Oh, the angst of young love. Throw in a one-sided breakup, and any semblance of logic flies out the window.
So here’s the gist of it: Ditzy Elle enrolls at Harvard Law School to try to win back her ex-boyfriend, Warner, who dumped her in high school saying she’s not “serious enough.” Somehow Elle charms her way into Harvard, focused more on trying to win Warner back than her studies. But it turns out Warner has moved on and is dating Vivian, a rude intimidating girl (who is intimated by Elle).
Given the law school setting, throw in a whole lot of atypical lawyering and audiences are guaranteed what promises to be spirited and lively entertainment as 24 children, ages 12-17, perform 42 roles in Golden Chain Theatre’s Legally Blonde, Jr., 7 p.m., July 14-15 and 2 p.m., July 16..
“This is the first year we’ve split into two different age groups for our summer workshops, and working with the older kids, we’re able to do a much more challenging show because they have more maturity and more experience,” Director Michael Van Buren said.
When it comes to experience, it’s actually hard for the leads to remember a time when they weren’t on stage.
Yosemite High junior Amber Persson plays Elle. She’s been performing since the third grade, and called this one of her favorite parts in a musical.
“The show is just so energetic and never lags. Elle starts off with everyone thinking she’s very ‘blonde,’” Persson said while patting her long blonde locks, “and then they’re surprised that she turns out to be a pretty good lawyer.”
Elle’s love interest, Warner, played by YHS sophomore Joseph Piccolotti, 15, agreed that the production is high energy, adding that “After a while you become the character you’re playing and everything else fades out.” Piccolotti has been performing all his young life.

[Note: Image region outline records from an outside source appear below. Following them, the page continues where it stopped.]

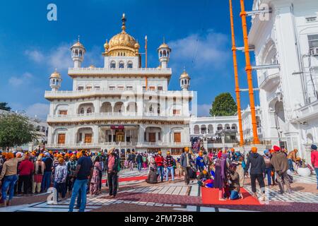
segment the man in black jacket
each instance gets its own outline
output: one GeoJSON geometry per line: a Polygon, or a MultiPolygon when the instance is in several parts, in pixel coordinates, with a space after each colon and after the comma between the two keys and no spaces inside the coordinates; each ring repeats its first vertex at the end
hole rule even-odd
{"type": "Polygon", "coordinates": [[[107,171],[107,182],[110,198],[116,197],[117,193],[117,173],[119,171],[120,159],[114,152],[114,148],[111,148],[108,151],[106,158],[106,170],[107,171]]]}
{"type": "Polygon", "coordinates": [[[249,165],[251,170],[249,174],[251,175],[251,186],[252,191],[254,193],[255,198],[257,198],[257,193],[256,189],[256,180],[259,184],[261,191],[262,191],[261,198],[265,201],[265,183],[264,182],[264,174],[265,173],[265,161],[264,157],[257,153],[257,148],[252,147],[252,153],[247,157],[246,164],[245,173],[247,174],[249,165]]]}

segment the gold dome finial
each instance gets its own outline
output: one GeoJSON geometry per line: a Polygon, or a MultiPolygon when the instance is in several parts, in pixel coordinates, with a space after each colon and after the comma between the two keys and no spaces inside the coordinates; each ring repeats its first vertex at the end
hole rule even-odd
{"type": "Polygon", "coordinates": [[[110,44],[108,44],[108,40],[106,40],[106,42],[104,44],[104,48],[105,49],[110,49],[110,44]]]}
{"type": "Polygon", "coordinates": [[[125,13],[122,13],[122,30],[123,32],[125,32],[125,30],[126,30],[126,21],[127,21],[127,19],[125,17],[125,13]]]}

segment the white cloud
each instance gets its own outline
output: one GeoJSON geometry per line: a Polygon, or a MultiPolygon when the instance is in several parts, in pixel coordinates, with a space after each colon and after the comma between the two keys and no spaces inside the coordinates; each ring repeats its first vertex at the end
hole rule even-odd
{"type": "Polygon", "coordinates": [[[33,78],[33,76],[26,72],[23,73],[21,76],[12,76],[8,80],[8,83],[10,85],[12,85],[14,88],[18,88],[21,86],[22,85],[29,84],[30,79],[33,78]]]}
{"type": "Polygon", "coordinates": [[[58,70],[64,70],[72,66],[70,46],[61,44],[49,53],[47,61],[51,69],[57,68],[58,70]]]}
{"type": "Polygon", "coordinates": [[[210,116],[211,105],[198,105],[198,117],[207,117],[210,116]]]}
{"type": "Polygon", "coordinates": [[[43,62],[45,59],[45,55],[38,50],[25,50],[24,54],[37,63],[43,62]]]}
{"type": "Polygon", "coordinates": [[[35,103],[25,109],[25,114],[30,117],[35,117],[46,119],[49,112],[49,105],[35,103]]]}
{"type": "Polygon", "coordinates": [[[168,43],[172,49],[172,65],[203,69],[223,68],[230,56],[228,37],[208,30],[205,35],[192,34],[168,43]]]}

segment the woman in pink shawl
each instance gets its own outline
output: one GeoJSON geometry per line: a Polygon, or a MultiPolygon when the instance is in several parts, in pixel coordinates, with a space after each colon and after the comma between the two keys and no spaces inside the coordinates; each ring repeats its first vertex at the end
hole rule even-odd
{"type": "Polygon", "coordinates": [[[225,201],[224,193],[226,181],[226,153],[222,154],[222,152],[218,153],[218,158],[214,165],[216,167],[214,177],[214,188],[218,189],[218,200],[225,201]]]}

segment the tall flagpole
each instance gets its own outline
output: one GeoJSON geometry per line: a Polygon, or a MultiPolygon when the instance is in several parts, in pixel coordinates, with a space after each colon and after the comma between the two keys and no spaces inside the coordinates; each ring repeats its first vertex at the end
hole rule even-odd
{"type": "MultiPolygon", "coordinates": [[[[147,68],[148,67],[148,47],[147,47],[147,44],[148,44],[148,39],[147,39],[147,35],[145,36],[145,52],[146,52],[146,59],[145,59],[145,67],[147,68]]],[[[146,85],[146,90],[148,90],[148,78],[147,76],[145,77],[145,85],[146,85]]]]}
{"type": "Polygon", "coordinates": [[[235,35],[234,32],[233,9],[232,6],[232,0],[229,0],[229,3],[230,3],[230,19],[231,23],[231,33],[232,33],[232,52],[233,53],[234,77],[235,78],[235,94],[236,94],[236,102],[237,104],[237,117],[239,121],[240,146],[242,146],[244,145],[243,126],[242,125],[241,100],[240,100],[240,85],[237,72],[237,61],[236,57],[235,35]]]}
{"type": "Polygon", "coordinates": [[[251,66],[251,59],[249,58],[249,37],[247,32],[247,24],[246,22],[247,12],[245,11],[244,0],[240,0],[240,3],[241,3],[241,13],[240,16],[242,18],[242,28],[243,30],[244,52],[245,53],[245,61],[246,61],[245,71],[247,74],[247,83],[249,86],[249,104],[251,105],[250,107],[252,114],[252,126],[253,129],[254,144],[259,144],[259,136],[257,134],[257,124],[255,113],[255,102],[254,99],[253,81],[252,76],[252,69],[251,66]]]}

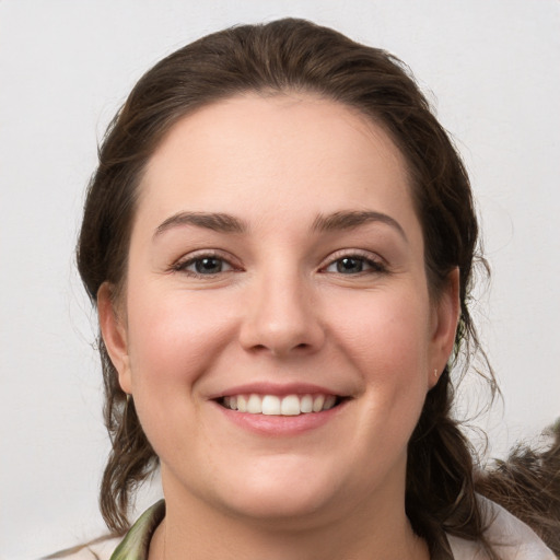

Besides the fun he’s having, Piccolotti is perfectly happy that he has the chance to spend a few hours a day with his friends - friends he said he otherwise wouldn’t see during the summer break. Because the young performers have been working hard during an intensive GCT workshop to hone their roles and musical numbers, it’s bound to happen that they become a tight knit group.
“The cast is more like family because of the connections made through the show and rehearsals,” said Eben Hammond, 16, who plays one of Elle’s main supporters and classmates. “I think the writing in Legally Blonde, Jr., is very well done and the music is high quality for a junior show. I’ve always liked being on stage, and have always felt comfortable. Everything fades so it’s not like I’m standing in front of an audience, it’s more like I’m at home.”
Legally Blonde premiered in pre-Broadway tryouts in San Francisco, with the show moving to Broadway in April 2007. While it received seven Tony nominations, it was not a winner.
“The first time I saw the show, my sister had a part in Legally Blonde in Los Angeles. I didn’t want to see it ... it’s not my kind of thing,” Van Buren admitted. “But it turned out to be so much fun that I ended up going back and seeing it two more times. And this production - with the energy the kids bring to it - is even better.”
Tickets for Legally Blonde, Jr. are available at www.goldenchaintheatre.org.